Suppose that the annual interest rate is 5% in the U.S. and 8% in the U.K....

  1. Suppose that the annual interest rate is 5% in the U.S. and 8% in the U.K. The spot exchange rate is $1.80/£. Assume that the arbitrager can borrow up to $1,000,000 or £555,556. If the one-year forward rate is $1.72/£.
  1. What is the no arbitrage one-year forward rate implied by Interest Rate Parity (IRP)?
  2. What transactions will the arbitrager carry out?
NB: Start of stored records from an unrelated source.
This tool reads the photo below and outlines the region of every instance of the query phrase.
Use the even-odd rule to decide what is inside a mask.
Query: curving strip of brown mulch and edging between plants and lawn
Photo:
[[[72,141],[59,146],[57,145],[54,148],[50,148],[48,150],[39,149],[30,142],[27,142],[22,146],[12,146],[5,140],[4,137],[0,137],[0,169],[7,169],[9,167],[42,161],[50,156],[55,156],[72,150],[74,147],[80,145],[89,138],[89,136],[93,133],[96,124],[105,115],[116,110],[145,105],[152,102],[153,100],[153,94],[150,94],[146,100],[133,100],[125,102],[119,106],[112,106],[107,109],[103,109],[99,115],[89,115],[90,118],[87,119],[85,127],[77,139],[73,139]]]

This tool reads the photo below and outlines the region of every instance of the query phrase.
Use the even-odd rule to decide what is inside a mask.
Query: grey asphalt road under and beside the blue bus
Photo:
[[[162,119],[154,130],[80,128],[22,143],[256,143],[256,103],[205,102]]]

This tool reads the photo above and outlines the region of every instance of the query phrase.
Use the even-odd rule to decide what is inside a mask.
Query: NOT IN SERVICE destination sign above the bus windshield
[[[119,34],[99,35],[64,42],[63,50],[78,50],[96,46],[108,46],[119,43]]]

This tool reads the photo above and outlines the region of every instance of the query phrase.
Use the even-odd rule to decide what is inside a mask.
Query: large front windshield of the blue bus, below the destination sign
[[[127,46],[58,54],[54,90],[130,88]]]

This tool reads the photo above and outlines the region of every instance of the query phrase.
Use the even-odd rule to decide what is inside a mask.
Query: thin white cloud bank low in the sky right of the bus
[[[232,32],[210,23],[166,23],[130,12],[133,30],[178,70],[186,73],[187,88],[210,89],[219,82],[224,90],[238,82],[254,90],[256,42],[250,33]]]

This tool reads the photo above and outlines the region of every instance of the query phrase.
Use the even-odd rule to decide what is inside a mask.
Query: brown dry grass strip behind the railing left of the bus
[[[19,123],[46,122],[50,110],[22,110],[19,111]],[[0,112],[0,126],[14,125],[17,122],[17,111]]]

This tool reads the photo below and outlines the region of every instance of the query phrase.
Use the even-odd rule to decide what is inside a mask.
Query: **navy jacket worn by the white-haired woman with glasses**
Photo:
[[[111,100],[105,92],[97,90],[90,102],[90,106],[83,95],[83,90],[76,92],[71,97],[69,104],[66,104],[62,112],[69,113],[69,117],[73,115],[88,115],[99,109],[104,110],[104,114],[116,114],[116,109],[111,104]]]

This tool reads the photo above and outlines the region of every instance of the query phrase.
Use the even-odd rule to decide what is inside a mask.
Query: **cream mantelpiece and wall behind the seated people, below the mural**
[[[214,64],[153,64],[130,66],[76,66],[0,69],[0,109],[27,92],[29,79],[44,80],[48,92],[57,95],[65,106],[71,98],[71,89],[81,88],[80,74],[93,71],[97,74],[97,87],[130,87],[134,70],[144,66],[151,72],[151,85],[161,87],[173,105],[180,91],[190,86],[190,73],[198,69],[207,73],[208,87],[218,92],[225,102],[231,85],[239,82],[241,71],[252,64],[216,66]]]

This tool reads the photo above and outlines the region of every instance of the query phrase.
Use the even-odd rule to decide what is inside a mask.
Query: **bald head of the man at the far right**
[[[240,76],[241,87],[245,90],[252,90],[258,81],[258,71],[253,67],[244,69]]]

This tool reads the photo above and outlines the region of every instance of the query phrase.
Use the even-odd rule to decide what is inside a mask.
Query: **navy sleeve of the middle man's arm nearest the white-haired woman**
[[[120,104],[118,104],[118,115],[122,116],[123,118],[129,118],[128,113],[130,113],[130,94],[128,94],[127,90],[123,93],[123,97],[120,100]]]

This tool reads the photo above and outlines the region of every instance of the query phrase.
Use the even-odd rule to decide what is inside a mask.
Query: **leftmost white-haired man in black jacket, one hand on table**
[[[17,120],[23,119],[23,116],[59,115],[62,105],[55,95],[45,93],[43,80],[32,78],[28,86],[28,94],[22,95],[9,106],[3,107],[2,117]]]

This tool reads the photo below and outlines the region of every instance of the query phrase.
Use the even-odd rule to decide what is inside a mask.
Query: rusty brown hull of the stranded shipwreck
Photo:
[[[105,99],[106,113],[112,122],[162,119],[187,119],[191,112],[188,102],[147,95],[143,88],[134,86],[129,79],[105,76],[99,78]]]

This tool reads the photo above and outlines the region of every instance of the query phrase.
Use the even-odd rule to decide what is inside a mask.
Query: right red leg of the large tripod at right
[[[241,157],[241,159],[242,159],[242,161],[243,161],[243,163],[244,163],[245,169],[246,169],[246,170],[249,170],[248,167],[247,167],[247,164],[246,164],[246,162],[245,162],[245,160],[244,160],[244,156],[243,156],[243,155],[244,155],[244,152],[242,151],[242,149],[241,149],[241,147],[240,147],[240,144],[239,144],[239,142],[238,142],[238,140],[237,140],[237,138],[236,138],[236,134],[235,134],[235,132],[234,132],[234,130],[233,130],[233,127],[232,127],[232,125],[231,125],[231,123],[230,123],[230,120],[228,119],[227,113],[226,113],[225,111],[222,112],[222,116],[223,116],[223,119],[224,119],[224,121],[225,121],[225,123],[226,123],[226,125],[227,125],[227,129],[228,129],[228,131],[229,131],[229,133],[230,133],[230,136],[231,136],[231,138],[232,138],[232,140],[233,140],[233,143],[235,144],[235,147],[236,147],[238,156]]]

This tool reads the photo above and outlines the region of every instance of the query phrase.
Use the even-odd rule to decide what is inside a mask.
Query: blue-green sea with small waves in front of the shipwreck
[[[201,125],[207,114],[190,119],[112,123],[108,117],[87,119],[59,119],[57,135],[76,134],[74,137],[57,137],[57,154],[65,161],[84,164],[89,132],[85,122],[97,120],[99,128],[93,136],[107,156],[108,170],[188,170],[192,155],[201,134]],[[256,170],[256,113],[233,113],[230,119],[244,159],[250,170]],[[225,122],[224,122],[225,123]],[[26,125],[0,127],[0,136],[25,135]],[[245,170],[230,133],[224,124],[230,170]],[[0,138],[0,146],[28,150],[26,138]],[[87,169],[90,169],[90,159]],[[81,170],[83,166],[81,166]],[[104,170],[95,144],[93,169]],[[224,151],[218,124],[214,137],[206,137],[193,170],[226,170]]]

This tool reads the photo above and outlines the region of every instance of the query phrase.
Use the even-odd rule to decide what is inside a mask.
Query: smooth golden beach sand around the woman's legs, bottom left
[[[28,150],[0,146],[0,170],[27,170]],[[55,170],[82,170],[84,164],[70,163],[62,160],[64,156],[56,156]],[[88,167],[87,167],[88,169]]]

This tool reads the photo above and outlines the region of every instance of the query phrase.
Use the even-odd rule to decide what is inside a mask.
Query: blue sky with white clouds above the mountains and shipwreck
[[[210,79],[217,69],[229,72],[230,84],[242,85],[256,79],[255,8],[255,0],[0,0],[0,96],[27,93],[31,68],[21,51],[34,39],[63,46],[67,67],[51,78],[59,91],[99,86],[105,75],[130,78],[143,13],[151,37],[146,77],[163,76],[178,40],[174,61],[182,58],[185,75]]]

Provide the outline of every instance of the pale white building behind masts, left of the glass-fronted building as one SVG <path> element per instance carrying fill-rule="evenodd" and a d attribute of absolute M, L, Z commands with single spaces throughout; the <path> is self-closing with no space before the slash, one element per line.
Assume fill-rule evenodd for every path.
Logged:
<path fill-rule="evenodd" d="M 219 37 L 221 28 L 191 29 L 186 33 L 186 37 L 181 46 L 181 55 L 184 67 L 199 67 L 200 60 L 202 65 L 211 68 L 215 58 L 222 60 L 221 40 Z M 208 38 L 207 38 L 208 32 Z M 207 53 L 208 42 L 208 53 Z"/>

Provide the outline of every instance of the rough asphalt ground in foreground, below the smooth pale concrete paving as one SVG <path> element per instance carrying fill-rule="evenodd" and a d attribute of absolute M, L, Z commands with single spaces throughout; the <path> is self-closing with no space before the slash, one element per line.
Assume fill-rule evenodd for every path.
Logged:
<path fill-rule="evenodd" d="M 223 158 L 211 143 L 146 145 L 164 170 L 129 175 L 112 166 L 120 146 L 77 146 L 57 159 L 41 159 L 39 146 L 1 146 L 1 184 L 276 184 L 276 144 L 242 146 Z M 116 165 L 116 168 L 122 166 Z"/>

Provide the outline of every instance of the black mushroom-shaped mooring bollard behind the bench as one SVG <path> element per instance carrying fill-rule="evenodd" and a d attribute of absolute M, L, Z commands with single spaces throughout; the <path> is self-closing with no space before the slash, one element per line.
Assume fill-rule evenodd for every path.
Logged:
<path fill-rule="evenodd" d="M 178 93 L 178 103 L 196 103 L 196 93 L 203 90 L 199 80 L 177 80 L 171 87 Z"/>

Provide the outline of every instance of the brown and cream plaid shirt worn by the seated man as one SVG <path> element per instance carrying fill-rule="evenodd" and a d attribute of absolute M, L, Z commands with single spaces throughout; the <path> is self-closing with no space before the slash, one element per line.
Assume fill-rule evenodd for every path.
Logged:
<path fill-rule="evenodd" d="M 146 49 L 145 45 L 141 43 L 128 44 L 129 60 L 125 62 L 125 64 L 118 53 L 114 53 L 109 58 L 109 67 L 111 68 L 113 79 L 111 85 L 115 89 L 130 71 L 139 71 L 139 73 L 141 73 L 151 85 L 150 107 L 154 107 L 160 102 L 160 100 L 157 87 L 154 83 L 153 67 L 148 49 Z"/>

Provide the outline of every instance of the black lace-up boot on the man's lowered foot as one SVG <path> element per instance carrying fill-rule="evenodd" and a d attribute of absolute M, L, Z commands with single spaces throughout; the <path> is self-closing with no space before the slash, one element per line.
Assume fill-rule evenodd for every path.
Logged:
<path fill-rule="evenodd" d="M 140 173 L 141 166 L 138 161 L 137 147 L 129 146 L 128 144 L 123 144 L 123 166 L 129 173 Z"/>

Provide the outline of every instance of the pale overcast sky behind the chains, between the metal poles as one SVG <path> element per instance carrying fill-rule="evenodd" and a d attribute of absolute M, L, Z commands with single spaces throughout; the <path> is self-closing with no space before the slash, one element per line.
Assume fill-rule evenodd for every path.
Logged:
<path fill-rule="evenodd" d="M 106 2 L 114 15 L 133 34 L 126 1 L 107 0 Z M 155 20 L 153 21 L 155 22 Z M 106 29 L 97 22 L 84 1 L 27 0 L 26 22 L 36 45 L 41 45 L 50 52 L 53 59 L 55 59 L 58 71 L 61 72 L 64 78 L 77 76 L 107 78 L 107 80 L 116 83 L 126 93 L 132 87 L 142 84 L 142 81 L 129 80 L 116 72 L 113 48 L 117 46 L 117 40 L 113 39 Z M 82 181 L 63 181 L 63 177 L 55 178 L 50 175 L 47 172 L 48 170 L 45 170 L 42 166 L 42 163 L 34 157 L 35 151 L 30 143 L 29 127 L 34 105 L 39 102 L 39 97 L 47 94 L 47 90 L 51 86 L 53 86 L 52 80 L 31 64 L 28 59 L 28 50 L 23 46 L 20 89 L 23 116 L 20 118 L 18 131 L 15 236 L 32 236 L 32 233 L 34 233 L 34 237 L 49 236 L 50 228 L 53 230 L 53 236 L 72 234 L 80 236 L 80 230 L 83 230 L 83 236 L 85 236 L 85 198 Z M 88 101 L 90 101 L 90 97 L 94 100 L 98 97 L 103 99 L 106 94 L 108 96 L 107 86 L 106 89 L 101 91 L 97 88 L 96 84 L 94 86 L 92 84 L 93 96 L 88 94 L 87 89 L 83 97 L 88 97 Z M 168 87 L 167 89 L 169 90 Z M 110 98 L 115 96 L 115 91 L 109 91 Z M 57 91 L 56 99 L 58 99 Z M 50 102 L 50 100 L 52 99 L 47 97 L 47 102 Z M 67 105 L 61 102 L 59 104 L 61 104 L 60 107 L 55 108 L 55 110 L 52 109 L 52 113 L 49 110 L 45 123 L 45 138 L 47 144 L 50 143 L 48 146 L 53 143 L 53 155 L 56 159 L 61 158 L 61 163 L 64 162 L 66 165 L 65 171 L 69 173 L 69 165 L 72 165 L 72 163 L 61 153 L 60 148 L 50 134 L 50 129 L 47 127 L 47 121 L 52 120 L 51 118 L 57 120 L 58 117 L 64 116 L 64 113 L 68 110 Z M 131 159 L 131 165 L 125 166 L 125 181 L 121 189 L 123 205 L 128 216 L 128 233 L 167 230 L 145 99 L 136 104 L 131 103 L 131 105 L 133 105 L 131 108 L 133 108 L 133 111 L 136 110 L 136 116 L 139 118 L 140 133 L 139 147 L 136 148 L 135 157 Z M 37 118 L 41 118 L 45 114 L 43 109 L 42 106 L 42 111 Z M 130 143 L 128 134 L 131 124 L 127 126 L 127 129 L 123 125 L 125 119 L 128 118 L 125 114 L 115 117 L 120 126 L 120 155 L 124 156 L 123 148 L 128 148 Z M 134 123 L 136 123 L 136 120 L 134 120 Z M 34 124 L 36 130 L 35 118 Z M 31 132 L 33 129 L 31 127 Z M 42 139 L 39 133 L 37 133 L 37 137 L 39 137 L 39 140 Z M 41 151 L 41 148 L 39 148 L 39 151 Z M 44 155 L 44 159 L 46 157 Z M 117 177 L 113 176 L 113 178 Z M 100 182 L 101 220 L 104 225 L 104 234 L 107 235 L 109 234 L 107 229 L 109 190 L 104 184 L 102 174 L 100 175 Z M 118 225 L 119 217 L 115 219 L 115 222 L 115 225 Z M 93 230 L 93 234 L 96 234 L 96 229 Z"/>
How much profit can the arbitrager make in terms of dollar?
  3. Discuss how IRP will be restored in this case

Solutions

Expert Solution

(a) UK Interest Rate = 8% and USD Interest Rate = 5 %, Current Spot Rate = $ 1.8 / £

IRP Predicted 1-Year Forward Rate = 1.8 x [(1.05) / (1.08)] = $ 1.75 / £

(b) An arbitrage can be executed as described below:

- Borrow £ 555556 and convert the borrowing into $ at the current spot rate of $ 1.8 / £ to yield $ 1000000

- The borrowing creates a repayment liability worth 555556 x (1.08) = £ 600000

- Invest the $ yield at the US Interest Rate of 5% to yield = 1000000 x (1.05) = $ 1050000.84

- Convert the $ investment yield into £ at the forward rate of $ 1.72 / £ to yield (1050000.84 / 1,72) = £ 610465.6047

- Arbitrage Profit = £ Investment Yield - £ Repayment Liability = 610465.6047 - 600000 = £ 10465.12

(c) The actual forward rate is $ 1.72 / £ whereas the no-arbitrage forward rate should be $ 1.75 / £. This implies that the £ is cheaper than it should be as per the no-arbitrage condition. As more and more people identify the aforementioned arbitrage opportunity, the demand for £ with respect to the $ will increase, thereby making the £ costlier and pushing the actual forward rate towards the no-arbitrage predicted forward rate.